Monday, October 09, 2006

Pharma Support for CME Slows

2005 marks the third consecutive year of decreased growth in commercial support of continuing medical education (CME) by the pharmaceutical industry, according to the 2005 annual report of the Accreditation Council for Continuing Medical Education (ACCME), which collects this data from accredited CME providers.

In previous years, pharma support for CME had grown at a double-digit rate (the average from 1999 through 2003 was 22.1%). In the last two years the growth rate has averaged only 8.2% (see chart).

Not since the market bust of 2000-2001 has pharma support slowed, and not as dramatically as in the last two years.

Commercial support comes from grants ($1.12 billion) plus advertising and exhibit fees ($236 million).

The total income of CME providers in 2005 was $2.25 million vs. $2.05 million in 2004. Pharma commercial support contributed 61.8% of that in 2004 and 60.0% in 2005 or 52.2% and 49.6%, respectively, just considering grants and not advertising or exhibit fees.

Less Support for Schools of Medicine
Medical schools are competing with commercial CME providers (MECCs) in this arena and pharma has cut back on the absolute amount of commercial support for CME provided by medical schools while increasing support of MECCs.

In 2004, pharma support for medical school based CME was at an all time high of $249 million. In 2005, that dropped to $239 million. Pharma contributions to physician societies for CME has remained flat at about $168 million.

Pharma support for commercial CME providers on the other hand has increased from $704 million in 2004 to $738 million in 2005.

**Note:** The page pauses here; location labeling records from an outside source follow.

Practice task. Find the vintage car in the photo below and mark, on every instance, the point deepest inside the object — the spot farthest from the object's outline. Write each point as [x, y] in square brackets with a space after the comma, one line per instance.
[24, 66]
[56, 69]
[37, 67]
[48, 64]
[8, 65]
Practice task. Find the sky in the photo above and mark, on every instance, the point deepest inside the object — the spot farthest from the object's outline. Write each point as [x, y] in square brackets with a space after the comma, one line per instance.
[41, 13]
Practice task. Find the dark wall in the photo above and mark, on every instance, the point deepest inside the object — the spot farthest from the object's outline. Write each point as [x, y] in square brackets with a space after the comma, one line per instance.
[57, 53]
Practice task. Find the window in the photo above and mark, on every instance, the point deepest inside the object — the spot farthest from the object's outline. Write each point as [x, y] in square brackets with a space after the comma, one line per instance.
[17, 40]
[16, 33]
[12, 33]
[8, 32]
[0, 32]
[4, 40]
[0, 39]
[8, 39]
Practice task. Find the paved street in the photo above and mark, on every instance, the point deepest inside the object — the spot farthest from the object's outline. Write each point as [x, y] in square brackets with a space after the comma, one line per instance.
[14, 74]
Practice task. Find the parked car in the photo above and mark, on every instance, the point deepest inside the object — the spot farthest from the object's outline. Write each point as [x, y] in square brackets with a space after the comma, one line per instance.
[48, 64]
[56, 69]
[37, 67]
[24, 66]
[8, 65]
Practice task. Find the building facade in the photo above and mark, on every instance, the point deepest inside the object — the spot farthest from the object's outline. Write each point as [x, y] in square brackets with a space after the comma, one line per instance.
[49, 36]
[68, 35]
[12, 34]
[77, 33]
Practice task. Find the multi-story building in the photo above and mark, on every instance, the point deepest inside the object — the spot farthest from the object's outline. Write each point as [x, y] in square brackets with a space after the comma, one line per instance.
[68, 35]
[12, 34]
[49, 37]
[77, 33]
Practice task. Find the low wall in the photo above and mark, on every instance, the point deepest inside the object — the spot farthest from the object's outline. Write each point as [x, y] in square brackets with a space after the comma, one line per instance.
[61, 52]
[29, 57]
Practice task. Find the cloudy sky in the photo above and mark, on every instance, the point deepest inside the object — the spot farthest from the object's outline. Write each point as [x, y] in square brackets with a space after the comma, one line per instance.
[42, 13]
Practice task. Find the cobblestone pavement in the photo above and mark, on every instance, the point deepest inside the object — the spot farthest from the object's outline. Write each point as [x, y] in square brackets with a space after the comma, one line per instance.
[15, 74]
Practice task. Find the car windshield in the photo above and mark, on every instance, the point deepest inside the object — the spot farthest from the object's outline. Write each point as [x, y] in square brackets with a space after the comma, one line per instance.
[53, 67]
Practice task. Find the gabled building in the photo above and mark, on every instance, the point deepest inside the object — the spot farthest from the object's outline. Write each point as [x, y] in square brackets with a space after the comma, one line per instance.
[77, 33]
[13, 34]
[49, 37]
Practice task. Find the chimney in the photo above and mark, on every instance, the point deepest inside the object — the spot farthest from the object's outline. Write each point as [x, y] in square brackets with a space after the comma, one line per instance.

This could be in reaction to calls from the medical community that medical schools stop accepting "free gifts" from pharmaceutical companies and that grants for CME from pharma be contributed to a general fund rather than to individual physicians (see "Gifts That Keep on Giving"). We could be witnessing payback by the pharma industry.

Education vs Lunch
Last week I posted some estimates of the amount of money the pharmaceutical industry spends on providing free lunches to physicians (see "Free Lunch for Physicians: Newsweek Misleads"). Based on 2004 data, I estimated that the industry spends $1.1 billion on its free lunch program for physicians. Using data about the total budget for sales reps in 2005 of $11 billion -- a number supplied by a commenter to the above post -- I estimate that the free lunch program cost the industry $1.65 billion in 2005 (this assumes that the percentage of a rep's budget spent on lunch has remained constant at 15%). This is about $500 million more than the industry spends on CME.

It's good to see where the priorities are.